Insufficient antenatal care (ANC) visits have been linked to adverse health outcomes, such as increased risks of low birth weight, preterm delivery, abortion, and perinatal mortality. The post-implementation changes in government performance indexes reflect the broader systemic impact of the CRHC model, evident in the increased percentage of pregnant women receiving high-quality antenatal care and using contraceptives. High-quality antenatal care is crucial for the health and well-being of both mother and child, forming the foundation of maternal and child health programs globally. A study from Ghana reported that poor and average-quality ANCs were significantly associated with higher chances of developing pregnancy-related complications [44]. Previous studies from various low- and middle-income countries have consistently shown a reduction in maternal and neonatal mortality, morbidity, and adverse events among those with adequate antenatal care visits. Enhancing access to quality prenatal care and addressing teenage pregnancy are priorities, especially in developing countries [45, 46].

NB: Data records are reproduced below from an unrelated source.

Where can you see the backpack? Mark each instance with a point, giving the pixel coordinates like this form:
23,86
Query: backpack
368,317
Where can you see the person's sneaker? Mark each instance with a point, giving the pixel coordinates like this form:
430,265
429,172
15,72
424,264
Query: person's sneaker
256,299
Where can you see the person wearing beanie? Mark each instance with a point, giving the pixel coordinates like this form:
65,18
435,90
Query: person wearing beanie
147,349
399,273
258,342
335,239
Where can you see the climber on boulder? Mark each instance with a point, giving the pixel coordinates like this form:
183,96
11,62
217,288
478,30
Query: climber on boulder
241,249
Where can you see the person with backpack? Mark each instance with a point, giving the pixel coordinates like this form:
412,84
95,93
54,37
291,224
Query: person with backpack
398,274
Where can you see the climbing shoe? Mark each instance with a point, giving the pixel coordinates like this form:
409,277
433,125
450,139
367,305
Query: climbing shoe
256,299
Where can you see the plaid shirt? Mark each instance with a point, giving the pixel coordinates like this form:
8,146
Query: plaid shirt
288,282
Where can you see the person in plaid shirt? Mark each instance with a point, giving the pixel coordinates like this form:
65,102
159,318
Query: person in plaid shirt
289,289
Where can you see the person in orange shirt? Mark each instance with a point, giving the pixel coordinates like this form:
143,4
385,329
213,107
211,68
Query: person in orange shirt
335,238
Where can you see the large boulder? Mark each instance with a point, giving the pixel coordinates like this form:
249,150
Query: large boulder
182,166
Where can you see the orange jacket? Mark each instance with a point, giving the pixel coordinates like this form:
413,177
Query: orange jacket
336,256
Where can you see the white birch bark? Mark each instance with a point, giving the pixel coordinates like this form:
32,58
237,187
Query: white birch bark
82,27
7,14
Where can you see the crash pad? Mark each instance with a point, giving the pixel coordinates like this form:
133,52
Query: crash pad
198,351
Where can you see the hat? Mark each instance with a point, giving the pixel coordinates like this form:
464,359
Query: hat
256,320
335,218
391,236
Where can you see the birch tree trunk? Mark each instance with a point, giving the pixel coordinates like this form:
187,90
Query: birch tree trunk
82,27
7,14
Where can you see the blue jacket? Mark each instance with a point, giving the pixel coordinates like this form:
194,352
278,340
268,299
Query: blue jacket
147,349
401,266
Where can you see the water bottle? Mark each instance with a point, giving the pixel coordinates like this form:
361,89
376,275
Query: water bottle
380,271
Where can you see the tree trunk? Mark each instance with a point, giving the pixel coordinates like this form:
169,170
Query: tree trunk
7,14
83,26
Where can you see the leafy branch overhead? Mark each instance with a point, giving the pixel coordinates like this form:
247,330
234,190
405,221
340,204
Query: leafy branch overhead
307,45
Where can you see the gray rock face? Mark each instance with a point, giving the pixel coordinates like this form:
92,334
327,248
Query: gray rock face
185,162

These findings have profound implications for health policy, particularly in designing and implementing community-based health interventions. The CRHC model’s success in improving reproductive health outcomes among Lahu women can serve as a template for similar interventions in other indigenous or marginalized communities. The potential presence of confounders, particularly the fact that some participants are students, may introduce interference due to their exposure to the content covered in school courses. Although the results are encouraging, the study’s focus on a specific demographic group within a single community limits its generalizability. Future research should investigate the adaptability and effectiveness of the CRHC model in different settings. Moreover, the slight decrease in teenage pregnancies indicates a need for more targeted interventions in this area.

Conclusion

Implementing the CRHC model in the Lahu community highlights the potential of community-based, culturally sensitive interventions to improve reproductive health outcomes. Its success provides valuable insights for health practitioners and policymakers in similar contexts. It is important to acknowledge that several factors could contribute to variations in the government performance indexes, including variables such as the annual number of total reproductive women and total pregnant women, which can influence both the percentages of contraceptive usage among reproductive women and the incidence of teenage pregnancies. Consequently, the need for an effective measurement procedure that accurately reflects the impact of this model implementation, in addition to the government performance indexes, necessitates further investigation.